Stating that outstanding issues such as free movement of people and a co-ordinated foreign policy have to be resolved before CARICOM can move to a Single Economy, St. Vincent and the Grenadines Prime Minister Dr. Ralph Gonsalves also cited Trinidad for drawing the most from the integration movement in an uneven relationship.

Dr. Gonsalves, who has led the SVG for 17 years and signed on to the 2001 Revised Treaty of Chaguaramas that established the CARICOM Single Market and Economy (CSME), said on Friday at a high-level stakeholders’ meeting at the Ramada Georgetown Princess Hotel, in Guyana, on the way forward for the CSME that he does not believe the region will move to a single economy unless the revised treaty is further amended to accommodate uneven development and less developed economies in the region.

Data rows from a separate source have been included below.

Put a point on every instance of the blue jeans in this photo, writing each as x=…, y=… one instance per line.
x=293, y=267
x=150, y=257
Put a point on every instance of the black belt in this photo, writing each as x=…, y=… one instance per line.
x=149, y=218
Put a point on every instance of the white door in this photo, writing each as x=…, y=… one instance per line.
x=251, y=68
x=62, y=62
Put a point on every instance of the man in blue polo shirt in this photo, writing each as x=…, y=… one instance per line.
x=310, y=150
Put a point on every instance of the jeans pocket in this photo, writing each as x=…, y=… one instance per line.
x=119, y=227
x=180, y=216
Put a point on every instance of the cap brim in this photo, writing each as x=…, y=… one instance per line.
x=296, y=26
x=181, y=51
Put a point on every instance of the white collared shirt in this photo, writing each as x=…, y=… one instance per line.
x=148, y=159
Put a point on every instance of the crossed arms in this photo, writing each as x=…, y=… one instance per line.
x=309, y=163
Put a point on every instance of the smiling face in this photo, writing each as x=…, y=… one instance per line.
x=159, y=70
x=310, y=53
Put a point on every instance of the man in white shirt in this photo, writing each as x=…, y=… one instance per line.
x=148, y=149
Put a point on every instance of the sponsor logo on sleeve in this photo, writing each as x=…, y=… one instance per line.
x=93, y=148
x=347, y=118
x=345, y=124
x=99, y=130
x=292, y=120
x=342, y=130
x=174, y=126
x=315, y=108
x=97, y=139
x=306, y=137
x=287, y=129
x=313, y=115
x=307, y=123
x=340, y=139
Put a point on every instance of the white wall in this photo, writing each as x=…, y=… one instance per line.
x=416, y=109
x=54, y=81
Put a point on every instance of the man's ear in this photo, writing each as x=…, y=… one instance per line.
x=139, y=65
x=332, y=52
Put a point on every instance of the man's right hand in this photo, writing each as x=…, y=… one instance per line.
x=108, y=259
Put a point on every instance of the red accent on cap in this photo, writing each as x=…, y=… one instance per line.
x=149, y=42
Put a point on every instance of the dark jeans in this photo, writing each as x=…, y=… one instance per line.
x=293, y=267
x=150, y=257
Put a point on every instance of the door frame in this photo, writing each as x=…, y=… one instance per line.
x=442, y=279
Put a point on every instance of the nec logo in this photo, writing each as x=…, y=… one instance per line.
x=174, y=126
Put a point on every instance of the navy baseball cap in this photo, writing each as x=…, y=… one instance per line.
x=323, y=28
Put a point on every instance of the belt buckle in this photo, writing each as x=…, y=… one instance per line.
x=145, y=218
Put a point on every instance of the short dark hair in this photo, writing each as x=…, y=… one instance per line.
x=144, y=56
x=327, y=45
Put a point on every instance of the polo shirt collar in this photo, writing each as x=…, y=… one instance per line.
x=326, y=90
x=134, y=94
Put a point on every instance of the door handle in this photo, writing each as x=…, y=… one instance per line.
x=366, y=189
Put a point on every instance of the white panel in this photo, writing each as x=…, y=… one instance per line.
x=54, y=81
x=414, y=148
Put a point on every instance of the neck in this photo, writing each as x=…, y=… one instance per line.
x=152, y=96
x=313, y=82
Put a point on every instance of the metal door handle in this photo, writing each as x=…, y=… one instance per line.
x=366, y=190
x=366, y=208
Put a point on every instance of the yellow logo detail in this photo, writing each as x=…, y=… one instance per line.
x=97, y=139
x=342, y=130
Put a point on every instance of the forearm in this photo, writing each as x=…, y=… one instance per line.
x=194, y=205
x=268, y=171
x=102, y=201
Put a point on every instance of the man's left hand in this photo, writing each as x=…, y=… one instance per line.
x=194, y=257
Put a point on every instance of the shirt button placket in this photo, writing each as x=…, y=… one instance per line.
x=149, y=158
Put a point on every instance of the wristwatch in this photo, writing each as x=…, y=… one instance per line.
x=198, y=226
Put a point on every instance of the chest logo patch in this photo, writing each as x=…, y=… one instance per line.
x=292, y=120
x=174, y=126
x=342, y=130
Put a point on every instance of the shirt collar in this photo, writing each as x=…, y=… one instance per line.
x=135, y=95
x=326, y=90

Unemployment is a key determining factor to free movement, Gonsalves said questioning the region’s preparation to accommodate the unemployed while citing the Jamaican Shanique Myrie’s case of denial of entry to Barbados and the subsequent ruling of the Caribbean Court of Justice in her favour.

Jamaica alone has about 200,000 unemployed people which, he said, is “twice the population of St. Vincent and the Grenadines, near three times the population of Dominica, four times the population of St. Kitts and Nevis, and 70 percent of the population of Barbados.”

Over 13 percent of Haiti’s 11 million population is unemployed and when Haiti signs on to the CSME, he said, if there is going to be an influx of people from Jamaica and Haiti, “the domestic populations are not going to allow that. Let us be honest about that.”

From the Organisation of Eastern Caribbean States’ (OECS) standpoint, Gonsalves said, “the principal beneficiary of CARICOM’s trade and single market is Trinidad and Tobago.”